# Portfolio Optimisation with MlFinLab: Estimation of Risk Image Credits: Schwab Intelligent Portfolios™ Asset Allocation White Paper

Risk has always played a very large role in the world of finance with the performance of a large number of investment and trading strategies being dependent on the efficient estimation of underlying market risk. With regards to this, one of the most popular and commonly used representation of risk in finance is through a covariance matrix – higher covariance values mean more volatility in the markets and vice-versa. This also comes with a caveat – empirical covariance values are always measured using historical data and are extremely sensitive to small changes in market conditions. This makes the covariance matrix an unreliable estimator of the true risk and calls for a need to have better estimators.

In this post we will use the RiskEstimators class from MlFinLab which provides several implementations for different ways to calculate and adjust the empirical covariance matrices. Some of these try to remove inherent outliers from the matrix while others focus on removing noise from the empirical values. Throughout this blog post, we will look at a quick description of each algorithm as well as see how we can use the corresponding implementation provided in MlFinLab.

The RiskEstimators class covers seven different algorithms relating to covariance matrix estimators. These algorithms include:

• Minimum Covariance Determinant
• Empirical Covariance
• Covariance Estimator with Shrinkage
• Semi-Covariance Matrix
• Exponentially-Weighted Covariance matrix
• De-Noising Covariance Matrix
• Covariance and Correlation Matrix Transformations

Note: The descriptions of these algorithms are all based upon the descriptions from the scikit-learn User Guide on Covariance Estimation. Infact, most of the methods (except the denoising and detoning ones) in the class are wrappers of sklearn’s covariance methods but with the added functionality of working specifically with financial data e.g. having inbuilt returns calculation.

We will import the required libraries and the dataset – a small subset of historical prices of ETFs.

# importing our required libraries
import numpy as np
import pandas as pd
import matplotlib.pyplot as plt
import mlfinlab as ml

stock_prices = stock_prices.dropna(axis=1)

For the purpose of this post, we will only use 5 assets, so the differences between the calculated covariance matrices are easy to see.

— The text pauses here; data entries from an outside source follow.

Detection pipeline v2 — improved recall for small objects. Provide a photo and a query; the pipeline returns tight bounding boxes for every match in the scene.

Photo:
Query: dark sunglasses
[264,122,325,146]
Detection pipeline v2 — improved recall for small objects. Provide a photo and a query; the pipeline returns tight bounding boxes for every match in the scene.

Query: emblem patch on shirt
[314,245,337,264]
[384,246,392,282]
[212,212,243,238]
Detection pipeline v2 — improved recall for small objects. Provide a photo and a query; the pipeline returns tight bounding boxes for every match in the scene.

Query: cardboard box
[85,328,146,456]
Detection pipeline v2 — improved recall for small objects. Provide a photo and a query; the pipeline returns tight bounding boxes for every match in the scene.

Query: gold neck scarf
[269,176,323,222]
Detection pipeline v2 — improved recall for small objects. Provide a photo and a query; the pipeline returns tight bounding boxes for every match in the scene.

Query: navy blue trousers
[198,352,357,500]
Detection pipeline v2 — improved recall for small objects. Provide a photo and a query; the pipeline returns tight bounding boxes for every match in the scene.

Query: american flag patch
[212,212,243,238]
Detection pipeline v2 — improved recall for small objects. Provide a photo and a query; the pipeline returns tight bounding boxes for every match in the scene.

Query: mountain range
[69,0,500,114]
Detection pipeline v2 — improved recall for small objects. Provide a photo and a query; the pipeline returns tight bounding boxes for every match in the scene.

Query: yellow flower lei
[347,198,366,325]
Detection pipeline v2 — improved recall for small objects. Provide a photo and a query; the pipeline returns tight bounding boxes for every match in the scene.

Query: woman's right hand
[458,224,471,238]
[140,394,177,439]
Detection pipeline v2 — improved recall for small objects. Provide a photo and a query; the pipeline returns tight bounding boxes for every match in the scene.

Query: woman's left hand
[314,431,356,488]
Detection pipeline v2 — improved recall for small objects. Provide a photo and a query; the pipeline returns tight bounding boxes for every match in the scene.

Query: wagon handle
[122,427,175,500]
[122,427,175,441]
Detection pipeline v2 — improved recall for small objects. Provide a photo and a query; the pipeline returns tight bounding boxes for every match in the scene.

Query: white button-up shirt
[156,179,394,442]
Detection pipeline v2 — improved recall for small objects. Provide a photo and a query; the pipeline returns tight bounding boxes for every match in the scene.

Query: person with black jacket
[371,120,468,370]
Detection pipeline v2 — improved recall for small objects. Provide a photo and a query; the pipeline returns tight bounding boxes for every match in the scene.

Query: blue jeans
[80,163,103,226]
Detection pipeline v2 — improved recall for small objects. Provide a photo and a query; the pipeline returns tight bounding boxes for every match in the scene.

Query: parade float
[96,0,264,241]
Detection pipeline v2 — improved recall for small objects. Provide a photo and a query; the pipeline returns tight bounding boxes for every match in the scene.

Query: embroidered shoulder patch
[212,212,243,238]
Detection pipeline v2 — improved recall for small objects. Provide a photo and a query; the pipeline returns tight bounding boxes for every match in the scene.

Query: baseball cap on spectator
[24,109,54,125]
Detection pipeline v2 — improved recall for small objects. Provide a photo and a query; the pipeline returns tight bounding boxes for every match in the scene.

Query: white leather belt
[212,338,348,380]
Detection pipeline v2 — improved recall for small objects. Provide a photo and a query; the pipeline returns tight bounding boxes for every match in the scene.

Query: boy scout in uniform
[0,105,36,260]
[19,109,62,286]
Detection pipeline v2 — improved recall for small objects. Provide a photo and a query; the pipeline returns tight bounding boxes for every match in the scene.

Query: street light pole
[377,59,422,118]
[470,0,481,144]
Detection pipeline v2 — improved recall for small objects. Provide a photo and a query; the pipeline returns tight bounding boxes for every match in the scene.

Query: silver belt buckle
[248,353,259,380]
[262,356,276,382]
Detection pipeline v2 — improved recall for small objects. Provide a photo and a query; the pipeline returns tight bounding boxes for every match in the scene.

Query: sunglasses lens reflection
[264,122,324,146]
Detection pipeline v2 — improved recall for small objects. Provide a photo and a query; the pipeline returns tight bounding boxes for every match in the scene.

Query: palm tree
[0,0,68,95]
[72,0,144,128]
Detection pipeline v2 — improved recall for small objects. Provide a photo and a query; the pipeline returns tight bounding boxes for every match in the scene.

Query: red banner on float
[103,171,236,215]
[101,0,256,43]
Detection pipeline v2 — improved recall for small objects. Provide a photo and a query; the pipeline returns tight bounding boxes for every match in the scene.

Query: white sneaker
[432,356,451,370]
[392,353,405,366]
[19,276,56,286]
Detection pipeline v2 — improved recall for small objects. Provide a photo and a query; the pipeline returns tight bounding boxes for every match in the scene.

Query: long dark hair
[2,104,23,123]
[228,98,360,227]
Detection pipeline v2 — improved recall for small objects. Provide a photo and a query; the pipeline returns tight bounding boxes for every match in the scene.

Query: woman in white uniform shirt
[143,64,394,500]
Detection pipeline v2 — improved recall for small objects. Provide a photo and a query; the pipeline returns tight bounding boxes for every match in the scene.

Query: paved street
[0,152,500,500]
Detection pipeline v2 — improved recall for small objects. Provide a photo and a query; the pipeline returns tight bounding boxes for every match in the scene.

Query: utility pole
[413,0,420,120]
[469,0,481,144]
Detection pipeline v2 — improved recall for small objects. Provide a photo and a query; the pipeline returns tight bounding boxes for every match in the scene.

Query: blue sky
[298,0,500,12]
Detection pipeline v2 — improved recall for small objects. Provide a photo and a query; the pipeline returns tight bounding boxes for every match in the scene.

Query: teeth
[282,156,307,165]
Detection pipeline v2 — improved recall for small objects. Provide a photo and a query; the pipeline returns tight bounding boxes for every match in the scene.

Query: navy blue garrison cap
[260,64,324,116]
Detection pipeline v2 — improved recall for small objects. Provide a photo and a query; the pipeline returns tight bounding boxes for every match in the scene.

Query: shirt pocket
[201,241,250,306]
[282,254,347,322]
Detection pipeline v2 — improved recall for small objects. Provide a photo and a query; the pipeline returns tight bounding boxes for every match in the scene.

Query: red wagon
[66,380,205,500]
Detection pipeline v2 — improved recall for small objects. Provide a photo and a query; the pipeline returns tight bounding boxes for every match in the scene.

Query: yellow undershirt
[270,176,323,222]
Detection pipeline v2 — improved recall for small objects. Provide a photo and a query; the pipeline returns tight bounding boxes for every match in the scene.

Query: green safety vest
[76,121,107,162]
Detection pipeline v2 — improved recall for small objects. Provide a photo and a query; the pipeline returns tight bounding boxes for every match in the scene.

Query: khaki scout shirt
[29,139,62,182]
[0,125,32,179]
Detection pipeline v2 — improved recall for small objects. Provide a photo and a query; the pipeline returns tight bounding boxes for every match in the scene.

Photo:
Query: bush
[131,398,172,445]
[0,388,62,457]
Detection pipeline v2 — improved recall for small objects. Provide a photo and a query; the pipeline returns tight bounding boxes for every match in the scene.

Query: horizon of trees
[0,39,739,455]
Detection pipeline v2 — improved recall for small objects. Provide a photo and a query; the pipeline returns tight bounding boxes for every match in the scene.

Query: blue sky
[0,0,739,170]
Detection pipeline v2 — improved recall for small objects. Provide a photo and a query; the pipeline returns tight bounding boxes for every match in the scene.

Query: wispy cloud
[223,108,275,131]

stock_prices = stock_prices.iloc[:, :5]

## Minimum Covariance Determinant

The Minimum Covariance Determinant (MCD) is a robust estimator of covariance that was introduced by P.J. Rousseeuw. From the scikit-learn User Guide on Covariance Estimation, “the basic idea of the algorithm is to find a set of observations that are not outliers and compute their empirical covariance matrix, which is then rescaled to compensate for the performed selection of observations”. The MlFinLab implementation is a wrap around sklearn’s MinCovDet class, which uses FastMCD algorithm, developed by Rousseeuw and Van Driessen. A detailed description of the algorithm is available in the paper by Mia Hubert and Michiel Debruyne – Minimum Covariance Determinant.

First, we can construct a simple (empirical) covariance matrix for comparison.# A class with function to calculate returns from pricesreturns_estimation = ml.portfolio_optimization.ReturnsEstimators()# Calcualting the data set of returnsstock_returns = returns_estimation.calculate_returns(stock_prices)# Finding the simple covariance matrix from a series of returnscov_matrix = stock_returns.cov()

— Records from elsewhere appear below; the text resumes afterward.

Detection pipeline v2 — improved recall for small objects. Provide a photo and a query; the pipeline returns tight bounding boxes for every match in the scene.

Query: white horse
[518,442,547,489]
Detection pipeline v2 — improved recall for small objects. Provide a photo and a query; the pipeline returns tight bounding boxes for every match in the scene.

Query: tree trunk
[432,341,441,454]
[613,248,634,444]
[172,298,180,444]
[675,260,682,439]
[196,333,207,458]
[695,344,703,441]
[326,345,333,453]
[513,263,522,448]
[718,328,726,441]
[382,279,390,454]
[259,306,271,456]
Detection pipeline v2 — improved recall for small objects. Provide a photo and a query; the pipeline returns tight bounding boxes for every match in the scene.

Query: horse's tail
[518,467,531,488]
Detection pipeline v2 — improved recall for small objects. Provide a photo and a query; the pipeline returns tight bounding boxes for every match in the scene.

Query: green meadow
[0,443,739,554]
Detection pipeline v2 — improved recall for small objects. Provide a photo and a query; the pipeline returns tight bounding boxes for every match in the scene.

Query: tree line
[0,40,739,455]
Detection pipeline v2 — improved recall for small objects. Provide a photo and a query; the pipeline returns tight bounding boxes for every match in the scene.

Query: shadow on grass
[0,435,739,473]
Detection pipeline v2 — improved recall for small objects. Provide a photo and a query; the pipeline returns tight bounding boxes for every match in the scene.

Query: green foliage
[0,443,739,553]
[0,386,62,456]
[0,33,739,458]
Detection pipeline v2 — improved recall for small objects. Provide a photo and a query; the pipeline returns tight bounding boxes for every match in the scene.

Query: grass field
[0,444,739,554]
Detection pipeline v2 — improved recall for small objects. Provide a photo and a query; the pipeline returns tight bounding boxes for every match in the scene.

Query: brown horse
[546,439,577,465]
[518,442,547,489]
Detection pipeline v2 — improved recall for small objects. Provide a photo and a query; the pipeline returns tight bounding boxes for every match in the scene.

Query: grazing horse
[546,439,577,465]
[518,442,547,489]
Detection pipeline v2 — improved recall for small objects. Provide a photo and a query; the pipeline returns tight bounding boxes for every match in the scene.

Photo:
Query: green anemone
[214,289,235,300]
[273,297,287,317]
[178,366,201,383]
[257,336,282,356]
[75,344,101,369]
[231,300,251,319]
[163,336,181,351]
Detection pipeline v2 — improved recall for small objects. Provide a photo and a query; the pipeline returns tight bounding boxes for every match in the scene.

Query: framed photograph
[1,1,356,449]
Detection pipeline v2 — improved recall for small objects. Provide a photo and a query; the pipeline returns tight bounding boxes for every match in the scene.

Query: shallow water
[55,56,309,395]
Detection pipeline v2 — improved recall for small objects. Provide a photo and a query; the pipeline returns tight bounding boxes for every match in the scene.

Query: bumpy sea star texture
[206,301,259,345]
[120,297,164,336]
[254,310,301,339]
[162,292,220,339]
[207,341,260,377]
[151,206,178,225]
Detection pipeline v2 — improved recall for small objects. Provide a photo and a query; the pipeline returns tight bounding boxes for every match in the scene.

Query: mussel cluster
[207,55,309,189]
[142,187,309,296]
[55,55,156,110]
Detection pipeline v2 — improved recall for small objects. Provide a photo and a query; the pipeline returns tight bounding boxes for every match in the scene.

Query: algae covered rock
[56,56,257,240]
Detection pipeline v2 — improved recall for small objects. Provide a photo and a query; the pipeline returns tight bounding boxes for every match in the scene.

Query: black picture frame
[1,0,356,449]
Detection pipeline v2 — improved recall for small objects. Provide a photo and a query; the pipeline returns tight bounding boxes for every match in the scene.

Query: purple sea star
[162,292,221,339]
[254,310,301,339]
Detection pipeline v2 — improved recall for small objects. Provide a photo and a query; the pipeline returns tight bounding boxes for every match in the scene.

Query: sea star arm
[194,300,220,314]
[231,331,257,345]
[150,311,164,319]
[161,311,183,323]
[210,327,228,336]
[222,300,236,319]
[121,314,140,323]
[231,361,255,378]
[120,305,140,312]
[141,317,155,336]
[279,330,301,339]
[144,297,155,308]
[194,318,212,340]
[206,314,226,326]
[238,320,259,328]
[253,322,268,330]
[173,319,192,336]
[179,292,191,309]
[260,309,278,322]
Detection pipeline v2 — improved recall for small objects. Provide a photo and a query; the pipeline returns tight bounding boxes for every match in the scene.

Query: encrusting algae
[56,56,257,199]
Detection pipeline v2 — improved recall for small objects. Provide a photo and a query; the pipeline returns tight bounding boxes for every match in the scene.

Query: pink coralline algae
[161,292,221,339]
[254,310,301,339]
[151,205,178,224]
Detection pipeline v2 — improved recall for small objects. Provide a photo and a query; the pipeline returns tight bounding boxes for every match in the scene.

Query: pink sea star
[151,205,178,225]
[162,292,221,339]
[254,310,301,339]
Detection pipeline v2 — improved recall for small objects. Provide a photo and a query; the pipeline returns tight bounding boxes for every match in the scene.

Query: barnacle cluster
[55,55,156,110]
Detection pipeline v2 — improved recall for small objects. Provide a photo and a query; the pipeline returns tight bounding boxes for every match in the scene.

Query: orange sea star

We can now construct the MCD matrix. One can use `minimum_covariance_determinant()` method for this purpose.

# A class that has the Minimum Covariance Determinant estimator
risk_estimators = ml.portfolio_optimization.RiskEstimators()

# Finding the Minimum Covariance Determinant estimator on price data and with set random seed to 0
min_cov_det = risk_estimators.minimum_covariance_determinant(stock_prices, price_data=True, random_state=0)

# Transforming our estimation from a np.array to pd.DataFrame
min_cov_det = pd.DataFrame(min_cov_det, index=cov_matrix.index, columns=cov_matrix.columns)

From the above images, you can see that the absolute values in the Minimum Covariance Determinant estimator are lower in comparison to the simple Covariance matrix, which means that the algorithm has eliminated some of the outliers in the data and the resulting covariance matrix estimator is a more robust one. Note that this method achieves the best result when the data has outliers in it.

## Maximum Likelihood Covariance Estimator (Empirical Covariance)

Maximum Likelihood Estimator of a sample is an unbiased estimator of the corresponding population’s covariance matrix. This estimation works well when the number of observations is big enough in relation to the number of features.

We can implement this algorithm through the empirical_covariance method() in the MlFinLab library.

# Finding the Empirical Covariance on price data
empirical_cov = risk_estimators.empirical_covariance(stock_prices, price_data=True)

# Transforming Empirical Covariance from np.array to pd.DataFrame
empirical_cov = pd.DataFrame(empirical_cov, index=cov_matrix.index, columns=cov_matrix.columns)

One can observe that the Empirical Covariance is the same as the standard covariance function from the pandas package i.e. the `cov()`  function.